I'm not great with logarithms so I'd appreciate some help with the following

Question

How is it that $n^{\frac{1}{\log n}} = 10$.

I understand that $10^{\log a} = a$ but I don't know how to make the correct algebraic manipulations.

Note: Assume $log$ is base 10

Answer 1

Hint: $10^{\log n}=n$ by what you're already noted.

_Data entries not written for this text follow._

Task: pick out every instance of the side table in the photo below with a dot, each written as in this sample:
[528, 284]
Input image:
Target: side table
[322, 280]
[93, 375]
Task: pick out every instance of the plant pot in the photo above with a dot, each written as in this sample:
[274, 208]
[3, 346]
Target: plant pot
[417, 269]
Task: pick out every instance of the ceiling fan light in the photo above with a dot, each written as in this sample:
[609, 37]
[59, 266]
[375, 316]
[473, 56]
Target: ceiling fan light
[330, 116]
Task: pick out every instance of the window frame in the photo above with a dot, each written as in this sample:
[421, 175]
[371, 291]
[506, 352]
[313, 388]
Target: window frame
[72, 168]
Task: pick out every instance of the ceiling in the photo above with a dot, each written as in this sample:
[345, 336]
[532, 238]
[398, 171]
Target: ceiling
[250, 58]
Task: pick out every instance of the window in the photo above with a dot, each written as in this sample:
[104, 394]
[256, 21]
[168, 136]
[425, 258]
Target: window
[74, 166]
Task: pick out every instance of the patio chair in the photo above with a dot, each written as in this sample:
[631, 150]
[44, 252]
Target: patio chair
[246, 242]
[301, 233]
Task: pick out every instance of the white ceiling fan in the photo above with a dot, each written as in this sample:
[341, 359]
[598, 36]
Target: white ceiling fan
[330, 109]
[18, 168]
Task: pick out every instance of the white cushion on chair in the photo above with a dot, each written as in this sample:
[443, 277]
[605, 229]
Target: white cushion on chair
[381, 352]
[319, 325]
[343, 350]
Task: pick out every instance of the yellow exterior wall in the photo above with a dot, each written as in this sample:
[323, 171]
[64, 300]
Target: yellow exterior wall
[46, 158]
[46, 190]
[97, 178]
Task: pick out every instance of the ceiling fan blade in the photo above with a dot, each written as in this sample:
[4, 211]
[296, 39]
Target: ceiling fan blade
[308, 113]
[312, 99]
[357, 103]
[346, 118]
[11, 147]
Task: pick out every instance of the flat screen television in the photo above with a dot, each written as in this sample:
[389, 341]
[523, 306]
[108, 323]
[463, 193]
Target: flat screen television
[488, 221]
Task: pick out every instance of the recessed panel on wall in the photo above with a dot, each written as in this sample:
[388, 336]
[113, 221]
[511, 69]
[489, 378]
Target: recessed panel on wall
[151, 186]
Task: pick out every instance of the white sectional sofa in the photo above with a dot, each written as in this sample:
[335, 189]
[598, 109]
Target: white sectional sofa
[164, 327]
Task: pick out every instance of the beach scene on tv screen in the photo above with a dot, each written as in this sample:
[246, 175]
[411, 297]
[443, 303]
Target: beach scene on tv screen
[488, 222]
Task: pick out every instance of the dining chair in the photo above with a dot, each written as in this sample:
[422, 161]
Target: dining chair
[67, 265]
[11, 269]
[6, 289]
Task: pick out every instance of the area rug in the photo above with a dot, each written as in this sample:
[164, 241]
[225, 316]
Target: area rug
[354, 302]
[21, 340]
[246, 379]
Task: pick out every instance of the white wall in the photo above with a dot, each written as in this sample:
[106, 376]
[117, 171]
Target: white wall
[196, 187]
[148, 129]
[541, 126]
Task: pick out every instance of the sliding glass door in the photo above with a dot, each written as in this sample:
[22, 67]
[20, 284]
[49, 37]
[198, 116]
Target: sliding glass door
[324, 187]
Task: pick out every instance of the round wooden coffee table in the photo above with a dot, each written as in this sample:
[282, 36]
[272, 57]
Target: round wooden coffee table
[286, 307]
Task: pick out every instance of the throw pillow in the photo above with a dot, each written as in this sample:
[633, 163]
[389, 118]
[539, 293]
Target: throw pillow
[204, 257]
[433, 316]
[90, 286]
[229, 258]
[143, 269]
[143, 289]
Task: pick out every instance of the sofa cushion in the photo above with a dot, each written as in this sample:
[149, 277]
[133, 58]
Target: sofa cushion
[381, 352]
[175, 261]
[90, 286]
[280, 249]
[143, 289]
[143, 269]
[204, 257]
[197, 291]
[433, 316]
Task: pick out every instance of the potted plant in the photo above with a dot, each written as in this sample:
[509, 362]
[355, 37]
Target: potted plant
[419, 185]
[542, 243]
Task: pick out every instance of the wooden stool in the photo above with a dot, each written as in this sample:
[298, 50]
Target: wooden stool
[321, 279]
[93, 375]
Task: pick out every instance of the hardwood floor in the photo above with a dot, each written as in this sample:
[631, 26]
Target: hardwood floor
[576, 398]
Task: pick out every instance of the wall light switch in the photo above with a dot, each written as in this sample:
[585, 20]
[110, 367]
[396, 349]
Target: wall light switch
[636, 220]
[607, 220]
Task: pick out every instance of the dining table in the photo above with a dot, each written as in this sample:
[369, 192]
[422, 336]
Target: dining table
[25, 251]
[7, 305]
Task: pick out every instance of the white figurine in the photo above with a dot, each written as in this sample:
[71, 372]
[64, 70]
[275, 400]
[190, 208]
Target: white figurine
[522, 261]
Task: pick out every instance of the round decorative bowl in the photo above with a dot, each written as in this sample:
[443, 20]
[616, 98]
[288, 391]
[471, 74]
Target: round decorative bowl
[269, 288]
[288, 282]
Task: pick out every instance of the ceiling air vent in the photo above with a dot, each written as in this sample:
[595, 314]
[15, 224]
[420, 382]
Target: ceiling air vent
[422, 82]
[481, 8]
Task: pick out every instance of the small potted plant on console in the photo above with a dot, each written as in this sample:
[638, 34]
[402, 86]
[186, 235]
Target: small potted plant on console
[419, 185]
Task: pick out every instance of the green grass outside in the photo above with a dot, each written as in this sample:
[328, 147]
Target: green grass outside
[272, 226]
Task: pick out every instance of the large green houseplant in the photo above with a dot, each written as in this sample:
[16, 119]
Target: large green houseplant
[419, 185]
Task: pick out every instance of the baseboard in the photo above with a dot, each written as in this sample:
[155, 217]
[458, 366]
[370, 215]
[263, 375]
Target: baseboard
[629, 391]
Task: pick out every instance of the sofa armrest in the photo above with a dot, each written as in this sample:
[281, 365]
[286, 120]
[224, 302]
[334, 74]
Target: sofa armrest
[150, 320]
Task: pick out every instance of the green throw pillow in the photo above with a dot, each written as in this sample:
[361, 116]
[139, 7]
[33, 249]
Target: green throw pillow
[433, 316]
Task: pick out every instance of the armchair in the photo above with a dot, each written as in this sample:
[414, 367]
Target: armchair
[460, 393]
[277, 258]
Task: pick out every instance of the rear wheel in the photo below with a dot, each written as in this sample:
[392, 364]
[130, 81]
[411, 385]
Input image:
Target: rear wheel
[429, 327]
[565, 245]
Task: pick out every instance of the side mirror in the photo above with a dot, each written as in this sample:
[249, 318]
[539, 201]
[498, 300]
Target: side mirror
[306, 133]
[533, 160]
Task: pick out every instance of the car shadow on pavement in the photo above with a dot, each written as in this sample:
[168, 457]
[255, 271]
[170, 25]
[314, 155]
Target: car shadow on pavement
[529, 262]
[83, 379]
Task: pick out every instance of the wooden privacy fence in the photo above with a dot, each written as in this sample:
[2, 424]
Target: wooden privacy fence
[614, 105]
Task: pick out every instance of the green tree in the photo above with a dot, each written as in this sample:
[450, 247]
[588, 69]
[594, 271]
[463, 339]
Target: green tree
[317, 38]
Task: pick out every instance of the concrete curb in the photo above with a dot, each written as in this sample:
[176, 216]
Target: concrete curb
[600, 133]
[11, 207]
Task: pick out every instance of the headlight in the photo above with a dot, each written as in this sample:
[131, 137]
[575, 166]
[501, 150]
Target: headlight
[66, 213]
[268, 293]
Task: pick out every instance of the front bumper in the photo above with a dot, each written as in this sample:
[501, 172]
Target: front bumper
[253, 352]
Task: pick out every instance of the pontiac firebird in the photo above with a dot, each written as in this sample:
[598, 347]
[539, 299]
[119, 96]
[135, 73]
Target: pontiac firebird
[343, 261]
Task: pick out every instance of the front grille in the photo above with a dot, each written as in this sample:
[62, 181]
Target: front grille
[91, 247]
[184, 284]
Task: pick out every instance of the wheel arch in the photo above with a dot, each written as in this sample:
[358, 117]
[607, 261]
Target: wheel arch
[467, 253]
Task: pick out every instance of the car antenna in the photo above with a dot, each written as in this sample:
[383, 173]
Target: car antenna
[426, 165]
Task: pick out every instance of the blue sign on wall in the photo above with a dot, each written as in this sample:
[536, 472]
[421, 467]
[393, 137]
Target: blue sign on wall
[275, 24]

Now raise both sides to the $\frac{1}{\log n}$ power. (Note, you have to assume that $n\neq 1$ so that $\log n\neq 0$.)

Answer 2

the nub of the question is the identity (for $a,b \in \mathbb{R} \cap (1,\infty)$): $$ \log_a b \cdot \log_b a =1 \tag{1} $$ note now that by definition of a logarithm $$ n^{\log_n 10} = 10 $$ so, applying (1), we have $\log_n 10 = \frac1{\log_{10}n}$

hence: $$ n^{\frac1{\log_{10}n} } = 10 $$ to demonstrate (1) note that by definition $b= a^{\log_a b}$ and $a=b^{\log_b a}$ thus by substitution: $$ b = \left(b^{\log_b a} \right)^{{\log_a b}} = b^{\log_b a \cdot \log_a b} $$